Access to medical care can be jeopardized by the elimination of out-of-country health insurance and could create troubles for some travelers, in a letter to her Ontario counterpart the federal health minister warned on Wednesday.
Ginette Petitpas Taylor stated that the move announced by Progressive Conservative government of Premier Doug Ford will hurt people who travel regularly to the US.
Taylor stated in her letter to Ontario Health Minister Christine Elliott that if all publicly financed reimbursement of out-of-country medics & hospital services is eliminated, private health insurance premiums for travelers will certainly rise for all Ontario residents. Even modest increases could result in increased hardship for some individuals.
Currently, for a higher level of care like intensive care, the program covers out-of-country inpatient services up to $400 per day as well up to $50 per day for emergency outpatient & medic services.
In May, Elliott announced the decision to scrap the program following a 6-day public consultation, stating it is very expensive & does not provide value to taxpayers.
In October, the change is expected to come into effect.
A spokesman for Elliott confirmed on Wednesday that the government plans to wind down the program & strongly encourage people to purchase travel health insurance.

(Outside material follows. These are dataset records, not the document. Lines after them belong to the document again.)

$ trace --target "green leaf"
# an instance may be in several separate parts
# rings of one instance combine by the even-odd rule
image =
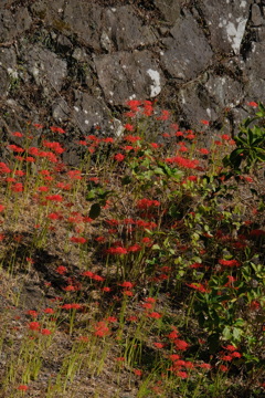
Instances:
[[[99,203],[94,203],[91,207],[88,217],[95,220],[100,214],[102,208]]]

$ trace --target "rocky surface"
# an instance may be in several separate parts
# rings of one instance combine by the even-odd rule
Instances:
[[[264,0],[2,0],[2,138],[28,121],[109,134],[128,98],[233,133],[265,101],[264,51]]]

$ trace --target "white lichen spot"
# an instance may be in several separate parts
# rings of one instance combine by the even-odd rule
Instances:
[[[219,23],[219,28],[225,28],[227,33],[227,39],[231,42],[232,49],[234,53],[237,54],[240,52],[240,46],[242,39],[245,32],[246,19],[237,18],[237,27],[231,21],[223,20]]]
[[[10,76],[12,76],[13,78],[18,78],[18,72],[12,70],[12,67],[8,67],[8,74],[10,74]]]
[[[147,74],[152,80],[153,84],[150,86],[150,97],[158,95],[161,92],[161,84],[160,84],[160,74],[158,71],[155,70],[147,70]]]

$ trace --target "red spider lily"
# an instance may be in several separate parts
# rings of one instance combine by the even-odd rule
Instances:
[[[134,293],[131,291],[124,291],[123,292],[124,295],[127,295],[128,297],[131,297],[134,295]]]
[[[239,353],[239,352],[234,352],[234,353],[231,354],[231,356],[232,356],[233,358],[241,358],[241,357],[242,357],[242,354]]]
[[[128,143],[137,143],[138,140],[141,140],[141,137],[128,135],[124,137],[124,140],[127,140]]]
[[[137,251],[140,251],[140,250],[141,250],[141,247],[139,244],[134,244],[127,249],[128,252],[134,252],[134,253]]]
[[[56,154],[63,154],[65,150],[64,148],[62,148],[61,144],[56,143],[56,142],[50,143],[50,142],[44,140],[43,146],[45,148],[54,150]]]
[[[106,252],[108,254],[127,254],[128,253],[127,249],[125,249],[123,247],[109,248],[106,250]]]
[[[0,161],[0,175],[1,174],[9,174],[11,171],[12,170],[3,161]]]
[[[103,322],[103,321],[99,321],[99,322],[94,326],[94,328],[95,328],[95,332],[94,332],[95,336],[105,337],[105,336],[107,336],[107,335],[110,334],[109,327],[108,327],[108,326],[106,325],[106,323]]]
[[[131,112],[138,112],[139,106],[141,105],[141,101],[129,100],[129,101],[126,102],[126,105],[130,108]]]
[[[176,371],[176,375],[182,379],[186,379],[189,377],[187,371]]]
[[[59,212],[52,212],[52,213],[47,214],[47,218],[50,220],[63,220],[63,216]]]
[[[152,317],[155,320],[160,320],[162,317],[162,315],[159,314],[158,312],[148,313],[147,316]]]
[[[120,283],[119,286],[126,287],[126,289],[132,289],[134,284],[131,282],[125,281],[125,282]]]
[[[12,185],[11,190],[13,192],[23,192],[23,184],[17,182],[17,184]]]
[[[63,201],[63,197],[61,195],[50,195],[50,196],[46,196],[45,199],[50,200],[50,201],[57,201],[57,202]]]
[[[49,335],[52,334],[52,332],[51,332],[50,329],[47,329],[47,328],[43,328],[43,329],[41,329],[41,334],[42,334],[43,336],[49,336]]]
[[[258,106],[258,104],[255,101],[251,101],[246,105],[252,106],[252,107],[257,107]]]
[[[137,202],[137,207],[138,209],[148,209],[149,207],[155,206],[155,207],[159,207],[160,202],[158,200],[150,200],[150,199],[140,199]]]
[[[205,363],[198,365],[198,367],[200,367],[202,369],[208,369],[208,370],[210,370],[212,368],[212,366],[210,364],[205,364]]]
[[[103,287],[103,292],[109,293],[109,292],[112,292],[112,289],[108,287],[108,286],[104,286],[104,287]]]
[[[112,137],[103,138],[103,143],[113,144],[113,143],[114,143],[114,138],[112,138]]]
[[[219,264],[224,266],[240,266],[240,262],[237,260],[219,260]]]
[[[44,314],[54,314],[54,310],[53,308],[45,308],[43,310]]]
[[[163,344],[163,343],[153,343],[153,345],[155,345],[156,348],[160,349],[160,348],[163,348],[166,344]]]
[[[66,269],[66,266],[64,266],[64,265],[59,265],[55,271],[56,271],[56,273],[59,273],[60,275],[64,275],[64,274],[67,272],[67,269]]]
[[[186,350],[189,348],[189,343],[187,343],[182,339],[179,339],[179,338],[174,339],[173,344],[176,346],[176,349],[178,349],[178,350]]]
[[[41,327],[41,324],[39,322],[30,322],[28,324],[28,327],[31,329],[31,331],[39,331],[40,327]]]
[[[138,317],[135,316],[135,315],[131,315],[131,316],[127,317],[126,321],[128,321],[128,322],[137,322]]]
[[[201,283],[187,283],[187,286],[189,286],[189,287],[192,287],[192,289],[194,289],[194,290],[198,290],[199,292],[201,292],[201,293],[206,293],[206,292],[209,292],[209,290],[208,289],[205,289]]]
[[[116,316],[108,316],[108,317],[106,318],[106,321],[114,323],[114,322],[117,322],[118,320],[116,318]]]
[[[210,151],[206,148],[199,149],[202,155],[208,155]]]
[[[15,170],[14,175],[18,177],[23,177],[25,175],[25,172],[23,170]]]
[[[38,317],[38,312],[34,310],[29,310],[29,311],[26,311],[26,315],[30,315],[34,318],[34,317]]]
[[[162,111],[161,112],[161,116],[157,117],[157,121],[168,121],[170,116],[170,112],[169,111]]]
[[[60,134],[64,134],[65,130],[61,127],[56,127],[56,126],[52,126],[50,127],[50,130],[52,130],[53,133],[60,133]]]
[[[71,178],[71,179],[78,179],[81,180],[82,179],[82,176],[81,176],[81,170],[70,170],[67,171],[67,176]]]
[[[39,192],[49,192],[50,188],[46,186],[41,186],[38,188]]]
[[[171,359],[171,360],[178,360],[180,358],[180,356],[178,355],[178,354],[171,354],[171,355],[169,355],[169,359]]]
[[[142,376],[142,370],[140,370],[140,369],[134,369],[134,374],[135,374],[136,376]]]
[[[127,129],[128,132],[132,132],[135,129],[135,126],[132,126],[131,124],[127,123],[125,126],[124,126],[125,129]]]
[[[114,156],[114,159],[117,161],[123,161],[125,159],[125,155],[123,154],[117,154]]]
[[[223,347],[224,349],[227,349],[230,353],[233,353],[237,349],[237,347],[233,346],[232,344],[229,344]]]
[[[220,365],[219,369],[221,371],[227,371],[229,370],[227,366],[225,366],[225,365]]]
[[[117,362],[125,362],[125,357],[117,357],[115,358]]]
[[[233,357],[231,355],[221,355],[220,359],[231,362],[233,359]]]
[[[28,389],[29,389],[29,386],[26,386],[26,385],[20,385],[18,387],[18,390],[20,390],[20,391],[26,391]]]
[[[8,145],[7,148],[9,148],[18,154],[22,154],[24,151],[24,149],[19,147],[18,145]]]
[[[170,164],[177,164],[180,167],[191,168],[191,169],[197,168],[198,165],[199,165],[199,160],[197,160],[197,159],[194,159],[194,160],[186,159],[186,158],[183,158],[181,156],[174,156],[174,157],[171,157],[171,158],[167,158],[167,159],[165,159],[165,161],[170,163]]]
[[[85,243],[87,242],[87,239],[83,238],[83,237],[72,237],[71,242],[75,242],[75,243]]]

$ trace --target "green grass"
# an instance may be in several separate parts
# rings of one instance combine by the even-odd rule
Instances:
[[[262,397],[264,129],[211,140],[127,106],[78,168],[60,127],[7,144],[0,397]]]

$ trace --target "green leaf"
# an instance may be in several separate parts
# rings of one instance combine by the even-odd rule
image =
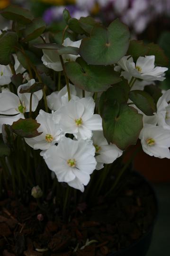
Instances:
[[[144,57],[147,55],[148,51],[148,48],[147,46],[144,44],[143,41],[132,40],[130,41],[126,55],[131,55],[134,61],[136,61],[139,57]]]
[[[65,63],[65,67],[73,84],[88,91],[103,91],[122,80],[113,67],[88,65],[81,57]]]
[[[163,50],[158,45],[153,43],[145,45],[143,41],[132,40],[130,42],[127,55],[131,55],[134,61],[141,56],[154,55],[155,63],[158,66],[164,67],[168,64],[168,59]]]
[[[108,143],[115,144],[122,150],[135,145],[143,127],[143,115],[126,104],[114,101],[106,104],[102,115],[103,132]]]
[[[19,93],[34,93],[37,91],[42,90],[45,85],[42,83],[35,83],[31,86],[24,86],[24,88],[21,88],[19,90]]]
[[[8,20],[18,21],[24,25],[30,23],[34,19],[29,10],[13,4],[1,10],[0,14]]]
[[[71,16],[70,16],[69,11],[65,8],[63,11],[63,17],[66,23],[67,24],[69,20],[71,18]]]
[[[10,62],[10,54],[18,40],[15,32],[7,32],[0,38],[0,64],[7,65]]]
[[[156,111],[153,98],[145,91],[140,90],[131,91],[129,98],[147,116],[152,116]]]
[[[57,44],[40,44],[34,46],[36,48],[46,50],[56,50],[59,55],[62,54],[79,55],[79,48],[73,46],[65,47]]]
[[[69,28],[71,30],[77,34],[85,33],[84,30],[81,28],[79,20],[75,18],[70,19],[67,22]]]
[[[97,24],[99,25],[100,24],[90,16],[81,17],[79,22],[82,29],[88,34],[91,33],[92,29],[95,25]]]
[[[80,55],[88,64],[113,64],[126,53],[129,36],[128,27],[117,19],[107,29],[95,26],[91,37],[82,39]]]
[[[37,38],[45,29],[45,23],[41,18],[34,19],[28,24],[24,31],[24,38],[23,42],[28,42]]]
[[[10,154],[10,148],[0,138],[0,158],[2,157],[9,157]]]
[[[157,104],[158,99],[162,95],[161,89],[157,86],[153,85],[146,85],[144,87],[144,91],[149,93],[152,96],[153,98],[155,104]]]
[[[32,118],[28,119],[20,118],[14,122],[11,127],[13,132],[19,136],[26,138],[32,138],[38,136],[42,133],[38,132],[37,129],[40,124]]]
[[[129,98],[130,87],[127,80],[124,79],[121,82],[110,87],[106,91],[104,92],[100,97],[98,104],[98,110],[100,115],[105,105],[109,102],[111,106],[115,105],[115,101],[119,103],[126,103]]]
[[[168,58],[165,55],[162,49],[158,45],[151,43],[147,45],[148,51],[147,55],[155,55],[155,63],[161,67],[167,67],[168,65]]]
[[[10,148],[14,148],[14,135],[11,126],[9,125],[3,124],[2,126],[2,134],[4,143]]]
[[[23,81],[23,77],[21,74],[17,74],[17,75],[13,75],[11,77],[11,82],[17,88],[21,84],[22,84]]]

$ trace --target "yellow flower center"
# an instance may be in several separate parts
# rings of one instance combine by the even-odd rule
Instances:
[[[148,146],[152,146],[155,145],[155,141],[152,138],[148,138],[148,139],[146,140],[146,143]]]
[[[137,71],[138,72],[139,72],[139,73],[141,73],[142,72],[142,69],[140,67],[139,67],[139,66],[136,66],[135,68],[137,70]]]
[[[98,152],[101,149],[101,147],[99,147],[99,146],[98,146],[97,145],[94,145],[94,147],[95,147],[96,148],[96,153],[98,153]]]
[[[20,112],[20,113],[22,113],[22,114],[24,114],[26,110],[26,107],[24,106],[24,103],[23,105],[19,104],[18,108],[18,110],[19,112]]]
[[[77,126],[81,126],[83,123],[82,118],[79,118],[78,119],[75,119],[75,122]]]
[[[69,159],[67,161],[68,165],[73,168],[76,166],[76,161],[74,158],[73,159]]]
[[[48,133],[47,134],[46,134],[45,136],[45,140],[46,141],[47,141],[47,142],[51,142],[54,140],[54,138],[53,137],[52,135],[51,134],[49,134]]]

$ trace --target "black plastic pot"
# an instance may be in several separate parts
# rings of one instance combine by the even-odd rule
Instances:
[[[147,232],[143,234],[138,240],[134,242],[130,246],[123,249],[118,252],[112,252],[108,256],[146,256],[151,243],[152,233],[158,213],[157,196],[154,188],[149,181],[137,172],[134,172],[134,174],[141,177],[141,178],[145,180],[150,187],[154,196],[157,214],[150,229]]]

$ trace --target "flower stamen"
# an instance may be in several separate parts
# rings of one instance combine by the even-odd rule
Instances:
[[[51,134],[49,134],[48,133],[47,134],[46,134],[45,136],[45,140],[46,141],[47,141],[47,142],[51,142],[54,140],[54,138],[53,137],[52,135]]]
[[[152,138],[148,138],[146,140],[146,143],[148,146],[153,146],[155,144],[155,141]]]
[[[97,145],[94,145],[94,147],[96,148],[96,153],[98,153],[98,152],[101,149],[101,147],[99,147]]]
[[[22,114],[24,114],[26,110],[26,107],[24,105],[24,103],[23,102],[22,104],[19,104],[18,107],[18,111],[21,113]]]
[[[139,72],[139,73],[141,73],[142,72],[142,69],[140,67],[139,67],[139,66],[136,66],[136,67],[135,67],[135,68],[136,69],[137,69],[137,70]]]
[[[68,165],[72,168],[75,167],[76,164],[76,161],[74,158],[73,159],[69,159],[67,161]]]
[[[75,119],[75,122],[77,126],[81,126],[83,123],[82,118],[79,118]]]

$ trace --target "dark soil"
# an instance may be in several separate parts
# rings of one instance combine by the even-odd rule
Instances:
[[[27,206],[11,199],[0,202],[0,255],[102,256],[128,246],[152,224],[154,195],[150,186],[134,175],[127,179],[116,199],[114,197],[106,201],[101,196],[91,208],[85,203],[79,205],[77,214],[67,223],[56,211],[48,219],[41,215],[35,201]]]

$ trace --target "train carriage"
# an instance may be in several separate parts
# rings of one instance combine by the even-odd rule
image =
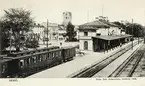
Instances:
[[[71,60],[75,56],[75,48],[54,47],[49,50],[44,49],[44,51],[15,53],[14,56],[6,56],[5,60],[0,60],[0,77],[25,77]]]
[[[32,53],[49,51],[49,50],[53,50],[53,49],[59,49],[59,47],[58,46],[51,46],[48,48],[40,48],[40,49],[26,50],[26,51],[21,51],[21,52],[14,52],[14,53],[8,54],[8,56],[18,57],[18,56],[28,55],[28,54],[32,54]]]
[[[63,48],[62,55],[63,55],[64,62],[69,61],[69,60],[73,60],[73,57],[76,54],[75,49],[76,49],[76,47],[72,47],[72,46]]]

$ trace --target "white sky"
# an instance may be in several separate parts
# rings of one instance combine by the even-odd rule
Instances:
[[[0,0],[0,17],[4,9],[23,7],[32,11],[35,21],[62,23],[62,13],[72,12],[72,23],[79,25],[102,15],[110,21],[134,19],[134,22],[145,25],[145,0]]]

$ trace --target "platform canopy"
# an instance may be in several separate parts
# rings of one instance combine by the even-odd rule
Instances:
[[[98,29],[98,28],[109,28],[109,25],[99,21],[99,20],[95,20],[92,22],[88,22],[85,24],[82,24],[79,26],[79,30],[81,29]]]
[[[121,38],[127,38],[127,37],[132,37],[132,35],[114,35],[114,36],[107,36],[107,35],[101,35],[101,36],[95,36],[92,38],[96,39],[103,39],[103,40],[116,40],[116,39],[121,39]]]
[[[107,25],[109,25],[109,26],[112,26],[112,27],[119,27],[118,25],[116,25],[116,24],[114,24],[112,22],[106,21],[106,20],[100,20],[100,21],[105,23],[105,24],[107,24]]]

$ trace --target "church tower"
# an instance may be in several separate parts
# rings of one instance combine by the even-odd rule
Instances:
[[[71,12],[63,12],[63,25],[66,27],[69,22],[72,21],[72,13]]]

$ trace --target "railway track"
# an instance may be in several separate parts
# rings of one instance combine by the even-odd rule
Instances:
[[[132,77],[139,62],[144,56],[145,45],[124,61],[109,77]]]
[[[137,45],[138,43],[135,42],[133,46]],[[108,56],[107,58],[103,59],[102,61],[95,63],[89,67],[84,68],[79,73],[74,73],[72,75],[69,75],[69,78],[83,78],[83,77],[92,77],[96,73],[98,73],[100,70],[105,68],[107,65],[112,63],[114,60],[116,60],[118,57],[123,55],[126,51],[132,48],[132,44],[128,45],[126,48],[123,48],[117,52],[115,52],[113,55]]]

Travis Kann stated that the coverage of the program is very limited with only 5 cents of every dollar claimed. With this low reimbursement rate and limited coverage, OHIP-eligible Ontarians who do not buy private travel health insurance can be left with catastrophically large bills to pay.
Elliott stated that the province spends $2.8M to administer around $9 million in claim payments through the program every year.
It was warned by Taylor that if Ontario moves onward with its plan it will be the first country’s jurisdiction to provide no coverage for emergency hospital & physician services received out of the country.